A few days before I was to leave my father pulled me aside. No one else was home. My brothers and my mother were out doing something or other so my dad and I had a good two hours by ourselves. We sat down in the kitchen, my dad grabbed himself a beer and, hesitating, pulled one out for me.
“Son, you are going on a trip by yourself soon and I want to tell you a story.”
My mind immediately thought he was going to give me the “Be Responsible” talk, or the “Don’t Talk to Strangers” talk, or god-forbid, the “Safe Sex” talk, but no. It turned out to be something very different.
“I want to tell you about our tradition.

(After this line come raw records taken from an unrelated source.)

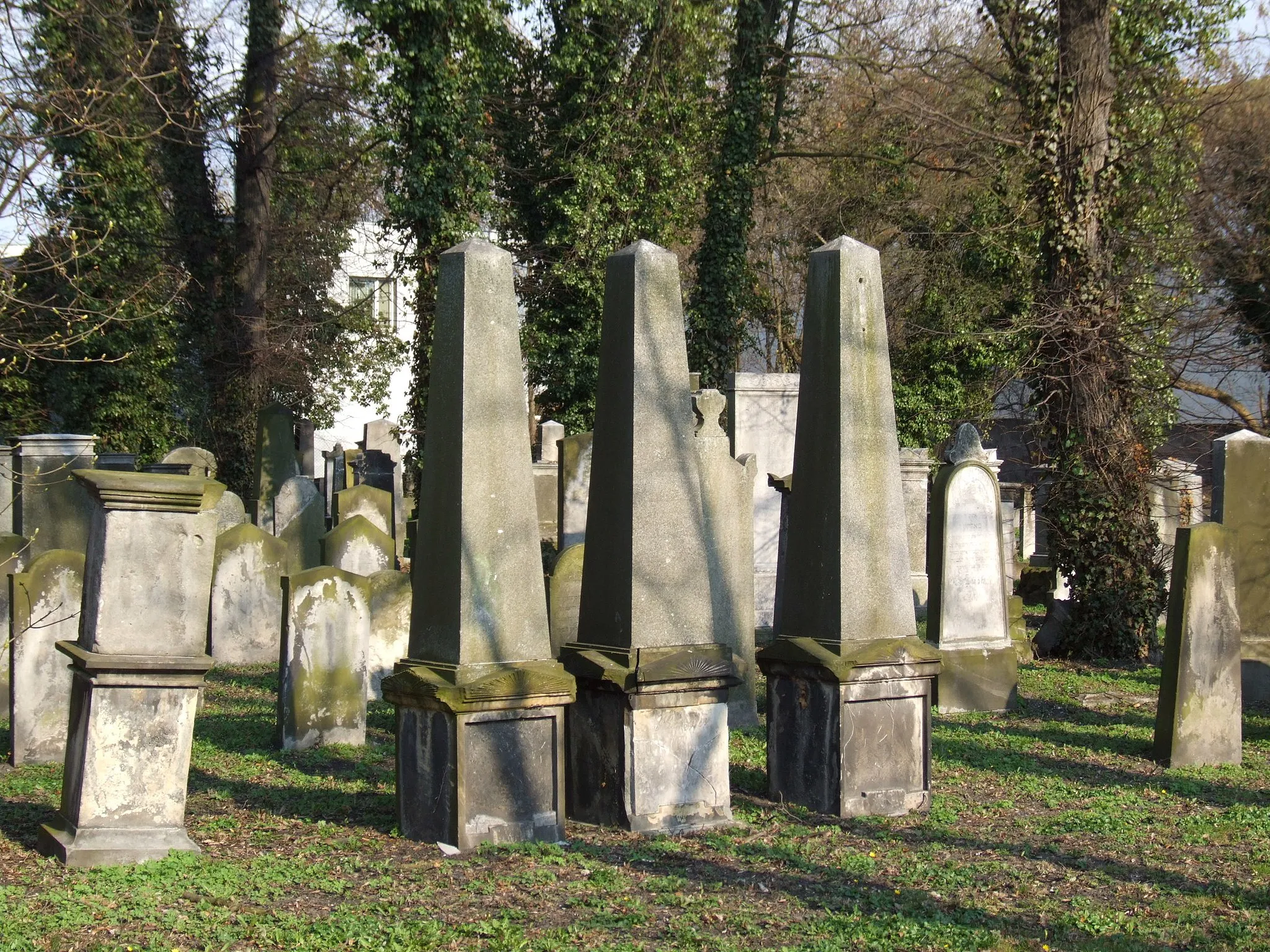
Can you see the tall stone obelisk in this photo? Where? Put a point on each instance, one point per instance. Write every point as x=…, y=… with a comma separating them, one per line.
x=481, y=701
x=849, y=683
x=648, y=735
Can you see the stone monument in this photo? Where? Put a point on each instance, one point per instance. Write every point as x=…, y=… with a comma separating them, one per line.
x=481, y=703
x=969, y=616
x=1241, y=501
x=849, y=683
x=648, y=735
x=46, y=606
x=1199, y=719
x=138, y=668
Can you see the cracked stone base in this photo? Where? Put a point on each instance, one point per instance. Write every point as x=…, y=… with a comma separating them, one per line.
x=649, y=763
x=481, y=777
x=113, y=847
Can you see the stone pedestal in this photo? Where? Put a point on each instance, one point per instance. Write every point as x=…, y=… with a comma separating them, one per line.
x=138, y=668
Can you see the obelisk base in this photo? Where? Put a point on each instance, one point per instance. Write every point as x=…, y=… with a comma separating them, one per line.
x=481, y=752
x=127, y=758
x=978, y=679
x=849, y=726
x=648, y=742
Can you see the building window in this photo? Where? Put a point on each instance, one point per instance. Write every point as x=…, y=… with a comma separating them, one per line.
x=374, y=298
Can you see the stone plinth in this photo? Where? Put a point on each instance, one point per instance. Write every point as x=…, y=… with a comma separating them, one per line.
x=849, y=682
x=481, y=703
x=1241, y=501
x=762, y=415
x=1199, y=719
x=648, y=739
x=247, y=596
x=323, y=673
x=51, y=508
x=46, y=604
x=138, y=668
x=969, y=588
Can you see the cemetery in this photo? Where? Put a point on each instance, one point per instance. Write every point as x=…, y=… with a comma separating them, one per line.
x=342, y=714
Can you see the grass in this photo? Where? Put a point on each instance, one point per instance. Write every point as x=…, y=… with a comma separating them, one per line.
x=1050, y=831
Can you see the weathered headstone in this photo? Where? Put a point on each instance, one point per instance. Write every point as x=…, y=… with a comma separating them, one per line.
x=574, y=488
x=1241, y=501
x=564, y=597
x=230, y=512
x=52, y=509
x=365, y=500
x=138, y=669
x=1199, y=719
x=762, y=414
x=849, y=683
x=969, y=591
x=300, y=522
x=323, y=676
x=390, y=626
x=202, y=462
x=275, y=460
x=481, y=703
x=247, y=596
x=915, y=467
x=648, y=734
x=14, y=555
x=357, y=546
x=728, y=508
x=45, y=610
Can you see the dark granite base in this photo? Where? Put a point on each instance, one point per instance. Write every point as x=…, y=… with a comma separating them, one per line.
x=481, y=777
x=849, y=749
x=978, y=679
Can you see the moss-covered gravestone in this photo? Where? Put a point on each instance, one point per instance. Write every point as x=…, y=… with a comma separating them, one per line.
x=969, y=593
x=138, y=668
x=323, y=671
x=648, y=735
x=849, y=683
x=46, y=607
x=1241, y=501
x=1201, y=714
x=247, y=596
x=481, y=703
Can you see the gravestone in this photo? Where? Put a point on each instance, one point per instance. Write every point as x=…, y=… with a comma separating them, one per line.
x=648, y=734
x=969, y=589
x=1199, y=719
x=202, y=462
x=915, y=469
x=300, y=522
x=574, y=488
x=849, y=683
x=357, y=546
x=45, y=610
x=247, y=596
x=51, y=508
x=481, y=703
x=564, y=597
x=14, y=555
x=1241, y=501
x=367, y=501
x=762, y=414
x=122, y=462
x=275, y=460
x=728, y=508
x=322, y=678
x=138, y=669
x=230, y=512
x=390, y=627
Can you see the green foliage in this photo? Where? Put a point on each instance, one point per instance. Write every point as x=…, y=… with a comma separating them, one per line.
x=605, y=141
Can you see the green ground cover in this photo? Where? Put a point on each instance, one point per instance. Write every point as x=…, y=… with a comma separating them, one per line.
x=1050, y=831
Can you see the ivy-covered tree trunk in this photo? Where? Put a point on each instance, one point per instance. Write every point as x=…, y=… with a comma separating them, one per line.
x=726, y=282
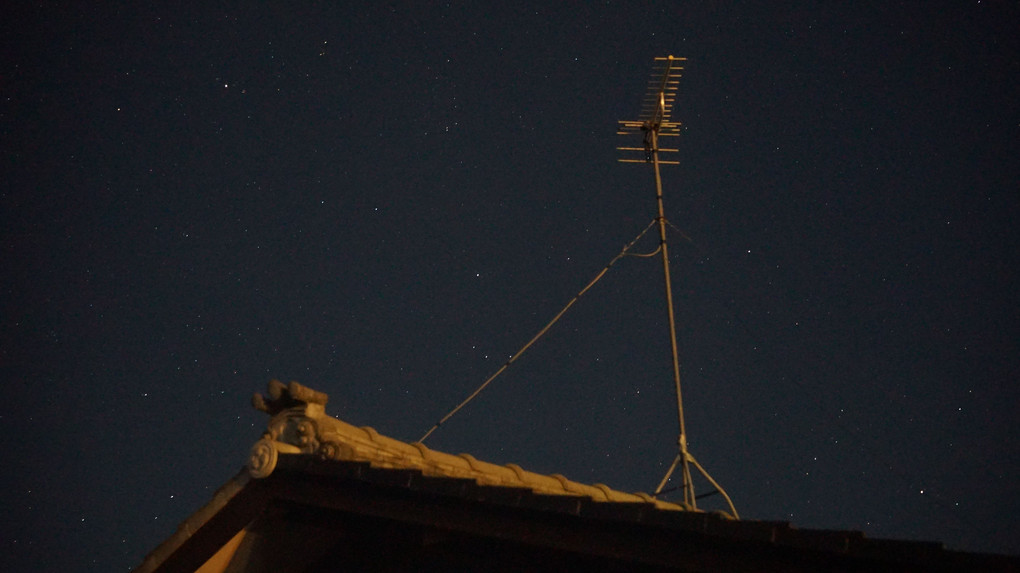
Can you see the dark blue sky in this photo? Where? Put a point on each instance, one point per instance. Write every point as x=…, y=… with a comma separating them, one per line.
x=387, y=202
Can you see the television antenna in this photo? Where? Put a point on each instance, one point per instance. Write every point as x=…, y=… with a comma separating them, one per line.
x=654, y=122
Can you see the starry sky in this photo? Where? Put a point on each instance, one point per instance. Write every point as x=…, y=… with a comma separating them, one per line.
x=385, y=201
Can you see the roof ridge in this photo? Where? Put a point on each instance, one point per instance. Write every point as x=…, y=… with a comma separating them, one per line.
x=300, y=426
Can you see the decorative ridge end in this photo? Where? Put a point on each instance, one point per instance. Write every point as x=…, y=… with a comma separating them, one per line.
x=283, y=397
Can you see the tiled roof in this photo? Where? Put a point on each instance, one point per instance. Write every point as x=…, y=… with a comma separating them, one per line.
x=301, y=425
x=309, y=462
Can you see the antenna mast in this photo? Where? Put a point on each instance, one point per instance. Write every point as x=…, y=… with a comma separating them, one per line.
x=654, y=122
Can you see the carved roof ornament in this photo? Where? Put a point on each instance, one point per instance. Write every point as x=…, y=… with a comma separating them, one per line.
x=300, y=426
x=284, y=396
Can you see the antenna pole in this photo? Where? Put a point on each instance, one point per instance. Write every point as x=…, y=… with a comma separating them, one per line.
x=682, y=457
x=655, y=122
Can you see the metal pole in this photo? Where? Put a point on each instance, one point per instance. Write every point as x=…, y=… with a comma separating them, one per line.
x=689, y=489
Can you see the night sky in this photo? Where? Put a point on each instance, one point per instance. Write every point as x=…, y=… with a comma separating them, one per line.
x=386, y=201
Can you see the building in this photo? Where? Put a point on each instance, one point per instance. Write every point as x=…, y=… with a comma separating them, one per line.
x=319, y=495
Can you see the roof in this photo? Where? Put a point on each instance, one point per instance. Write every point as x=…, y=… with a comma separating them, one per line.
x=312, y=479
x=301, y=426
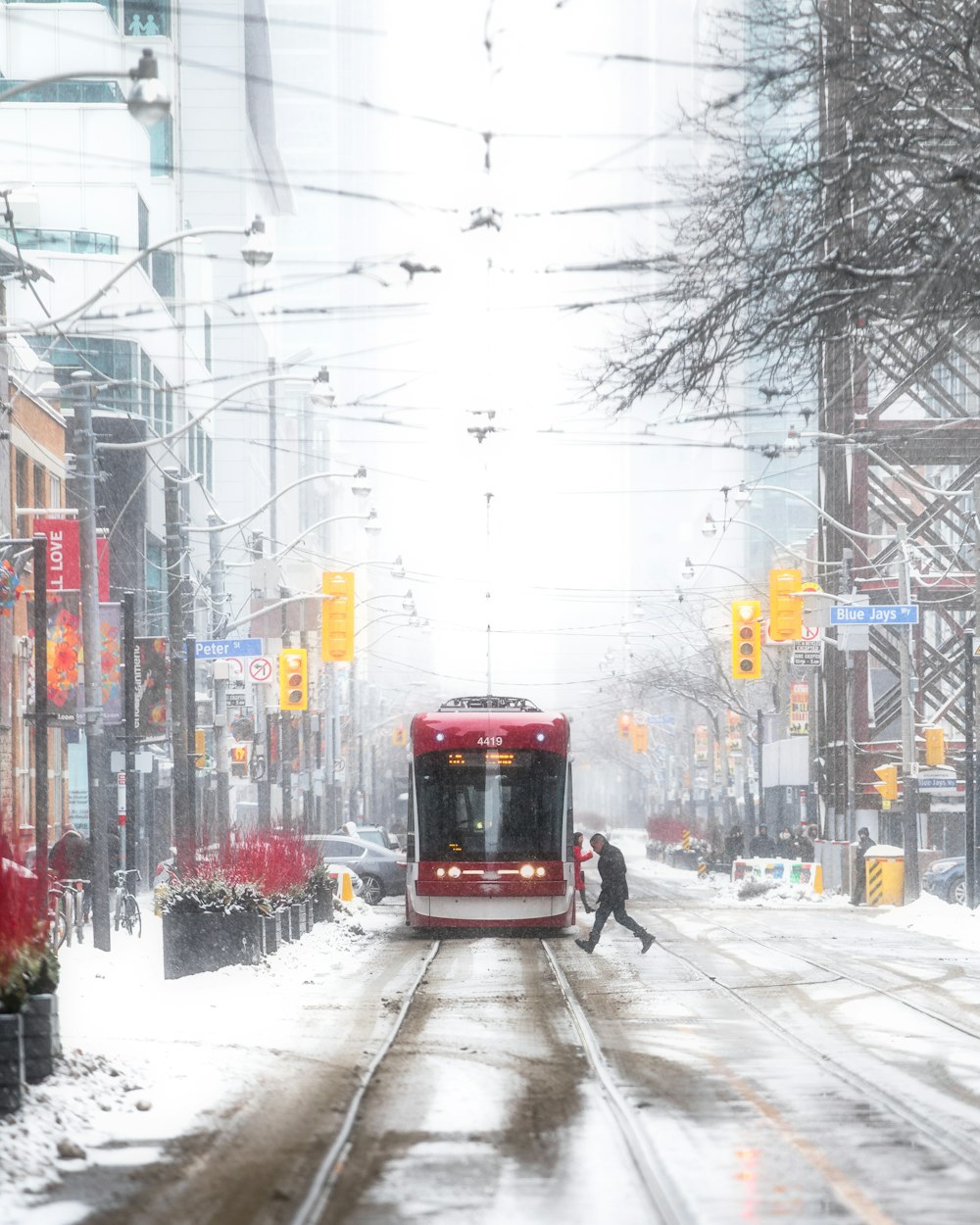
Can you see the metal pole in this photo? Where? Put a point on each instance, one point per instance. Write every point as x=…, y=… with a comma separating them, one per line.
x=910, y=803
x=84, y=445
x=128, y=724
x=40, y=706
x=969, y=821
x=184, y=836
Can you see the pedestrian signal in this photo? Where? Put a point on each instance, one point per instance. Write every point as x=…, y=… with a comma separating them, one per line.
x=746, y=640
x=888, y=787
x=935, y=746
x=337, y=617
x=785, y=606
x=239, y=760
x=293, y=680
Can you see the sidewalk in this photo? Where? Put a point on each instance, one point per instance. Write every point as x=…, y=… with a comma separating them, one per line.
x=148, y=1059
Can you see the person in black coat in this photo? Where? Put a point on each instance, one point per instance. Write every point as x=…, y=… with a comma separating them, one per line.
x=612, y=896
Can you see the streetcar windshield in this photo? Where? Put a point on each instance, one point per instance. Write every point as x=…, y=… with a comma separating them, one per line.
x=489, y=807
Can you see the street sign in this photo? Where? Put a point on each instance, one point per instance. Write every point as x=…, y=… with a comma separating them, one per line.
x=221, y=648
x=260, y=669
x=808, y=655
x=875, y=613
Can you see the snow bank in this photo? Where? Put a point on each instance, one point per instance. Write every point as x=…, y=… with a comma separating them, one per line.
x=146, y=1058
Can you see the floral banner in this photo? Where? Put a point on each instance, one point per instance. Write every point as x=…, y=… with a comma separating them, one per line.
x=150, y=667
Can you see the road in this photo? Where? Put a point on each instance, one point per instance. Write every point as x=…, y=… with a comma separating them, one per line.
x=799, y=1063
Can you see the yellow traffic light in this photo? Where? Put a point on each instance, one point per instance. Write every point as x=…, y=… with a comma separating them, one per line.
x=337, y=617
x=785, y=606
x=935, y=746
x=293, y=680
x=239, y=760
x=888, y=787
x=746, y=640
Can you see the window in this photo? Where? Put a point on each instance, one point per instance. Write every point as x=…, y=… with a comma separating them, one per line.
x=162, y=147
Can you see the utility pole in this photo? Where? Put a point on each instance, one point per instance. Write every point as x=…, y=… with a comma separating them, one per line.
x=180, y=746
x=910, y=800
x=84, y=444
x=220, y=681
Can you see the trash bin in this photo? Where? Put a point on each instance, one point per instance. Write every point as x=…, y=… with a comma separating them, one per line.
x=885, y=877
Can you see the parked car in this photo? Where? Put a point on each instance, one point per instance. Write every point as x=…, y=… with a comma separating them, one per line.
x=381, y=870
x=370, y=833
x=947, y=878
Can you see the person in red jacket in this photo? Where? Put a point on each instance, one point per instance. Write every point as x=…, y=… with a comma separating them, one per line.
x=579, y=876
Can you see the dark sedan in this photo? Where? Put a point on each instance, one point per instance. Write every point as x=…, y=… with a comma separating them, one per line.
x=381, y=870
x=947, y=878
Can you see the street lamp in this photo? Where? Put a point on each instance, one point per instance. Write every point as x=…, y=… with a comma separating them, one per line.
x=148, y=101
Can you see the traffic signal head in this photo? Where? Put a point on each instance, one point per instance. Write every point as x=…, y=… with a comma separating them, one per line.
x=337, y=617
x=746, y=640
x=293, y=694
x=785, y=606
x=935, y=746
x=888, y=787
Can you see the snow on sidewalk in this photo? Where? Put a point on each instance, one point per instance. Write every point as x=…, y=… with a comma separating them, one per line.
x=146, y=1058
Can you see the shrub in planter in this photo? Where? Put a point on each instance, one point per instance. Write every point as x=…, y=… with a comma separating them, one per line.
x=210, y=922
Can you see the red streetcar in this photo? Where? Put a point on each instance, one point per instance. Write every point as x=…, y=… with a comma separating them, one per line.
x=490, y=817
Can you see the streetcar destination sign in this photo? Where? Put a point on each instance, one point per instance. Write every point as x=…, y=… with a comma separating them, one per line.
x=875, y=613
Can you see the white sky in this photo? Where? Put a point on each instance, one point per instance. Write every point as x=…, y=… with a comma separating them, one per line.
x=582, y=515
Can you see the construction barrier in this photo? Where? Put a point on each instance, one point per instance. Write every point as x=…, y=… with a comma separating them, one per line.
x=886, y=880
x=793, y=871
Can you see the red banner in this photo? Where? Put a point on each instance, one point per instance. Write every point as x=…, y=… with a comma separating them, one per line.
x=64, y=564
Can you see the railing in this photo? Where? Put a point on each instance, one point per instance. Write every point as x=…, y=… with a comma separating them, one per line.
x=76, y=241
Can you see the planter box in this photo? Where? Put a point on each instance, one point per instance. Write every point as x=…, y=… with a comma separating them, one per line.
x=11, y=1062
x=194, y=944
x=42, y=1042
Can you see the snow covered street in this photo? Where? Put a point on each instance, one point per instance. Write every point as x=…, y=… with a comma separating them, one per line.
x=788, y=1057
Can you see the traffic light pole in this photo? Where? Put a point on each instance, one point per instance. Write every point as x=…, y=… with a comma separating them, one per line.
x=969, y=768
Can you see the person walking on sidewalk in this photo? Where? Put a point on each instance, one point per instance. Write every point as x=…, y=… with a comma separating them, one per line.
x=612, y=896
x=865, y=842
x=579, y=876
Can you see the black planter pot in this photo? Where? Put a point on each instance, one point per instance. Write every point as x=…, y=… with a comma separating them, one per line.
x=196, y=942
x=11, y=1062
x=42, y=1042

Why I do what I do every time we get a hotel room.”
“The Howard family tradition” I said, taking small sips of the beer. I didn’t know which was more odd: drinking with my Dad, or hearing that vulnerability creeping into his voice again.
“The Howard family tradition” he continued, nodding his head. Sighing. Pausing. He took a big sip of his beer and started talking.
1972.
Your Mom and I aren’t married yet. In fact, this was so long ago we haven’t even met. I was nineteen. In my second year of college. I had plans to spend a semester off with some friends out in Colorado. So, I packed up my old Buick and headed west. It was an almost thirty hour trip. So, young as I was, I figured I could drive the whole thing by myself in two days.
And I probably could have. I was making good time, had made it to the edge of Tennessee before I had to take a nap. Some time near midnight. Unfortunately, it was winter, and I was up in the Smoky Mountains, and it was damn cold. Too cold to sleep in the car like I had initially planned. So I drove half-asleep until I saw a sign for a motel.
Good thing, too.I was in the middle of nowhere. The road was surrounded by dense f
orest, and twisted and turned up and down the mountains. In the state I was in, I was lucky not to run the car right off the road. But then I saw the motel, nestled in the side of the mountain, almost hidden behind giant trees. I remember what it was called, thought the name was clever: The Waterfall Inn. It’s no longer around, but at the time I was glad it was there. I pulled in and without even grabbing my bags I went looking for the front desk.
The place was actually nice. The building was small, looked very well taken care of, and pretty clean. If I wasn’t so tired and cold I probably would have appreciated its seclusion and atmosphere. But right then all I wanted was a bed.
I did take exception with the owners calling it an Inn, though. It was definitely a motel. Each room had its own entrance along the front of the building. Not many of them, just six on the front, maybe more in the back. There was a door marked “Office” and I made a beeline for that. Inside was a simple undecorated front desk. No one was around but ringing the bell caused an old woman to emerge from the back room. She was wearing a nightdress and yawning. She made her way over and placed a ledger on the counter for me to sign, never looking up or greeting me. Just yawning.
Well, her yawning made me yawn and vice versa so I was eager to get through check-in and into a room. I gave her the fee (a Motel price, not an Inn price, which was good) and she gave me a key and shuffled away.
I had room number three. I went outside, walked three doors down, opened it and flicked on the lights to give it a once over. The room was small but nice. Smelled a little stale but seemed clean. It had its own bathroom at the back, a small dresser, no TV, not back then, but there was a phone. The bed was a queen, really thick and looked soft and comfortable. The room was warm which, compared to the chill of the air outside, made me even more tired.